Peter has reviewed books for Three Percent, Necessary Fiction, Busted Halo, and The Compulsive Reader. If you have a book you’d like reviewed, please contact Peter.

Fake Fruit Factory by Patrick Wensink. “One reads this book to enjoy the antics of the characters, whose ‘quirks’ tend to humanize them when they break down and reveal the genuine suffering underneath. At first it’s funny. Then it’s sad. Then it’s funny again. But throughout, the novel feels, in an odd way, real.”

The Room by Jonas Karlsson. “If you’ve ever worked in a corporate office, you’ve likely heard the phrase, “Perception is reality.” To Björn, the office worker who narrates Jonas Karlsson’s novel The Room, the reality is simple: there’s a door near the bathroom that leads to a tidy little room with a desk. Inside this room, he feels a profound sense of peace. The problem is that Björn is the only one in the office who can see the room.”

Guys Like Me by Dominique Fabre. “We all know Paris, or at least we think we know it. The Eiffel Tower. The Latin Quarter. The Champs-Élysées. The touristy stuff. In Dominique Fabre’s novel, Guys Like Me, we’re shown a different side of Paris: a gray, decaying side that reflects, more than anything else, the emotional state of the storyteller, an unnamed narrator still reeling from his divorce many years ago.”

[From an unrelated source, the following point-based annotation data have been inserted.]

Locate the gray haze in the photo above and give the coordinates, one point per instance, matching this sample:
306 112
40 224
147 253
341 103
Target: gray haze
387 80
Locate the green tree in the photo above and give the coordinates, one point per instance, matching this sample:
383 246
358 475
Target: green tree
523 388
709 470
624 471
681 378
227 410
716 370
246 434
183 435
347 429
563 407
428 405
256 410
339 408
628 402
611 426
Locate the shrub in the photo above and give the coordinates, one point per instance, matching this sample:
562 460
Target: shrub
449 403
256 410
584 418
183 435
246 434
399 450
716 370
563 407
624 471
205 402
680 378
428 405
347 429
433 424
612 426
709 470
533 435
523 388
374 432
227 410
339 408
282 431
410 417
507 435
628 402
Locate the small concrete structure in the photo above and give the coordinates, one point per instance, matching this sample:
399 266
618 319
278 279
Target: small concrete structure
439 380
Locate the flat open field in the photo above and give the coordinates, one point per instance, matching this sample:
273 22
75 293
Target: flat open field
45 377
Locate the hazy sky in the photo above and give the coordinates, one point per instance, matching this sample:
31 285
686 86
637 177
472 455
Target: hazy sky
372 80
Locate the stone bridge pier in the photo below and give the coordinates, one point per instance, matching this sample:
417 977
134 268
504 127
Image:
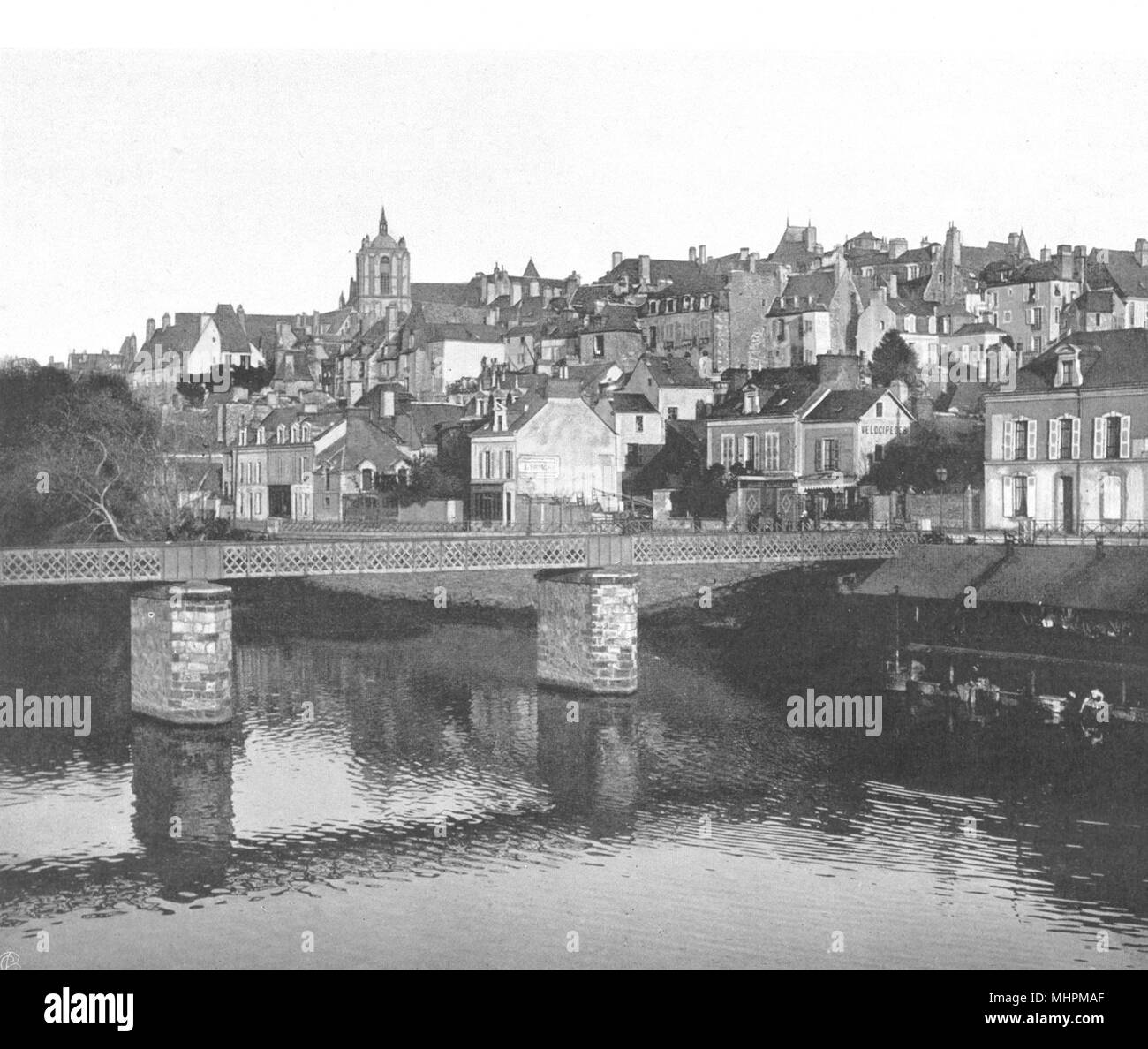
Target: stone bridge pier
182 653
588 630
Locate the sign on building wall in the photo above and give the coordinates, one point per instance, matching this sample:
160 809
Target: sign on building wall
543 467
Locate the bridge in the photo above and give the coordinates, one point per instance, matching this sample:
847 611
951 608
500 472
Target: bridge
586 605
173 562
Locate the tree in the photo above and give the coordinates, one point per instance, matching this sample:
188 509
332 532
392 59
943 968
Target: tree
914 460
894 358
80 460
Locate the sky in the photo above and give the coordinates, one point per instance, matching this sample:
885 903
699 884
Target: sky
138 179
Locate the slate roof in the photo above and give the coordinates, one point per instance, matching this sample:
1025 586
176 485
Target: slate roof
451 294
845 405
1097 302
674 371
788 398
364 440
977 328
911 306
819 287
1031 273
632 403
684 275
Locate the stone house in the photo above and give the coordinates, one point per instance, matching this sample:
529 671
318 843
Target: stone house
547 448
1069 447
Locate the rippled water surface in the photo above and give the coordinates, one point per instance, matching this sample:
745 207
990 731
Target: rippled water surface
404 793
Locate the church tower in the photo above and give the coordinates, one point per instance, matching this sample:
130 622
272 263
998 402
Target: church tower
382 275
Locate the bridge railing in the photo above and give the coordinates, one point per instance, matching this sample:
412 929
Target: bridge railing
222 560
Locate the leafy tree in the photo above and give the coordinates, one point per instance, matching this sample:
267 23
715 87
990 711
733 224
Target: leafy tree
704 493
894 358
80 460
914 460
431 479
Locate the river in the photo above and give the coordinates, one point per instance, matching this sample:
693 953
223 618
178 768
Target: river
397 791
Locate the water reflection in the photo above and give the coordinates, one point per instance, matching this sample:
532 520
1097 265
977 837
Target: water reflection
182 780
357 764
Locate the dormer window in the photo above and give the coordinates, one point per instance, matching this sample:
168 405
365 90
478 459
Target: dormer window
1068 367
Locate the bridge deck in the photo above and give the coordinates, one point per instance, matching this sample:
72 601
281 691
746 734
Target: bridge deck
179 562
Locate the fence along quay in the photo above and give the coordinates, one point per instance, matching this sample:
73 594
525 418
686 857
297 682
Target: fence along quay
146 562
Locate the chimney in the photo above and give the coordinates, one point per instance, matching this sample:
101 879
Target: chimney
1079 256
839 371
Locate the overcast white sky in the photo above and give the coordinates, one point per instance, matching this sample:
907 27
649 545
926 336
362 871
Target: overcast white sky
138 182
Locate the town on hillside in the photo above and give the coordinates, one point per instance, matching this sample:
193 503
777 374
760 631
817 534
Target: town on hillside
884 381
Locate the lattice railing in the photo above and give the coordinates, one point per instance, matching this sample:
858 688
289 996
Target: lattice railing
444 554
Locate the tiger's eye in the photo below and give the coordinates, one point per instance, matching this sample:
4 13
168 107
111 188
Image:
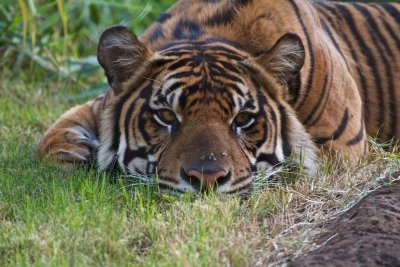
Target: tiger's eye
242 119
167 116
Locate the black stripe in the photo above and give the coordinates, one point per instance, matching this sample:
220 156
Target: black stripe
157 34
368 55
388 27
392 11
186 29
313 114
360 135
221 17
379 39
310 53
164 17
338 132
287 149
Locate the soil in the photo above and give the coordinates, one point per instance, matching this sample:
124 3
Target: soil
366 235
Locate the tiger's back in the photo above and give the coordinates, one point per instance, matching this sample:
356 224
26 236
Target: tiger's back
340 39
266 80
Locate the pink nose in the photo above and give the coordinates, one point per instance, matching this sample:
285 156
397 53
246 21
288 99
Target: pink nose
206 179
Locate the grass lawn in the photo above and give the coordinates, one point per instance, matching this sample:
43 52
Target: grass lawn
50 217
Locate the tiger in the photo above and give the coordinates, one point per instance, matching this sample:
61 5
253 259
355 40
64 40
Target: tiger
216 91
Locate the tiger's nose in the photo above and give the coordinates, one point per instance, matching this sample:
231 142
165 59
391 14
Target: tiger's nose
208 179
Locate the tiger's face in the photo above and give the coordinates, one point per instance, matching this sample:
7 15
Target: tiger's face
200 114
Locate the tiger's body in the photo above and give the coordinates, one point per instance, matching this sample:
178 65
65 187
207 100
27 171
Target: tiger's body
218 88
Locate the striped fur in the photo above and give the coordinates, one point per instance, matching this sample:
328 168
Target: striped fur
239 86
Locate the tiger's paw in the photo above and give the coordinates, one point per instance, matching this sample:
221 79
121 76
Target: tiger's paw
69 147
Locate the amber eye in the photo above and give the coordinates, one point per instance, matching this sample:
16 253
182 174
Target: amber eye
166 117
243 119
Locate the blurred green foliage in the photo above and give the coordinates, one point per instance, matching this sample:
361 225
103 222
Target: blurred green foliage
55 39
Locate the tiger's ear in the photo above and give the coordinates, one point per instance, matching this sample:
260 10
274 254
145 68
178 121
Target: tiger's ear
285 59
120 53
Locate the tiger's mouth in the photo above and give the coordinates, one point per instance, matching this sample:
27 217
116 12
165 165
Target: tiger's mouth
201 185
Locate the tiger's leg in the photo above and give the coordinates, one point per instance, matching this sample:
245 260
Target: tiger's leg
73 138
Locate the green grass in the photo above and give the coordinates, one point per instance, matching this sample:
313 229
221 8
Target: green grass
49 217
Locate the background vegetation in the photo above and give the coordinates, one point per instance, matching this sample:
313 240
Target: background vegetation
53 218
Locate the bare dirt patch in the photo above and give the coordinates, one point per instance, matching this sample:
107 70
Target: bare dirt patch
366 235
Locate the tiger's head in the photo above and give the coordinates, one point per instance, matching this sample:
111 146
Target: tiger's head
200 113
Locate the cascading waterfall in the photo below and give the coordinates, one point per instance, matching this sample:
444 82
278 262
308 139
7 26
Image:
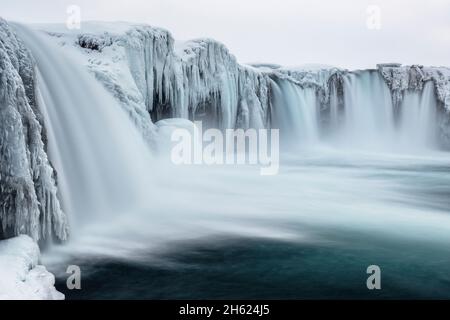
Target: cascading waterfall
369 114
102 162
363 116
295 113
418 118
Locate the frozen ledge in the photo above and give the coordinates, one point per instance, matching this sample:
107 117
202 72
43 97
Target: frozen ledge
21 278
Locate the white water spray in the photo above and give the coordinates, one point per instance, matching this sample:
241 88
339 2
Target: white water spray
102 162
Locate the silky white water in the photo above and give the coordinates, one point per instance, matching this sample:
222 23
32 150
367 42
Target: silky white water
102 162
123 204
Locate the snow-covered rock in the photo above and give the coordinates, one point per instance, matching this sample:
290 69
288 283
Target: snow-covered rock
28 193
20 275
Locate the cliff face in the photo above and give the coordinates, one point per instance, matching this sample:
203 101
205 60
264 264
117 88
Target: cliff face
28 193
150 73
154 77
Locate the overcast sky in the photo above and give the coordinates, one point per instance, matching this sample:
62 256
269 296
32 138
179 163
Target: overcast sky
287 32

The Skin by Curzio Malaparte. “The book contains some of the most gruesome imagery in literature: the surgery hall in a veterinary clinic, where dogs are kept in cradles with their innards exposed; the boiled child/fish served on a platter; the vaguely man-shaped carpet of skin, bone, and hair that’s peeled from the street after a man is crushed by a tank. All of these images are meant to serve that overall thesis—that people nowadays would rather save their skin than their souls—and blunt force of their delivery guarantees we won’t ever unsee them.”

Thousand Times Broken by Henri Michaux. (Interview with translator Gillian Conoley in two parts) “In all of his work, you find dissatisfaction with his medium, his tools, with language as a medium, and also with drawing and painting. And he complains about them. But then he goes ahead and uses them anyway, quite decisively.”

Commentary by Marcelle Sauvageot. “In a world in which social media encourage us to hide our flaws, this book attempts to remind us that those who love us because of our flaws, not in spite of them, are those who love us best.”

The Faint-hearted Bolshevik by Lorenzo Silva. “Let’s say you’re in a car accident. It’s not a bad one. You rear-end someone on a busy highway where traffic is crawling. And let’s say the person you hit happens to be a wealthy woman who leaps from her vehicle and berates you in language unfit for the ears of small children. What would you do?”

The Garden of Last Days by Andre Dubus. “After the attacks of September 11th, it seemed like everyone was asking the same question: Why do they (the terrorists) hate us (Americans)? Some offered various answers, and some argued the answer didn’t matter. What mattered was that the terrorists killed lots of Americans and now Americans should kill lots of terrorists. For a while trying to learn why the terrorists hate us seemed like giving them credibility. But now Andre Dubus III’s new novel, The Garden of Last Days, takes a long, hard look at why one fictional terrorist hates Americans so much.”

The Professor’s Daughter by Emily Raboteau. “The novel becomes an optimistic look at human strength. It says: “Accept your wisdom.” It says: You can suffer life-long torment and still bounce back. It gives the reader, in spite of the broken family and the scarred lives, a reason to look forward—and perhaps encouragement to “begin.”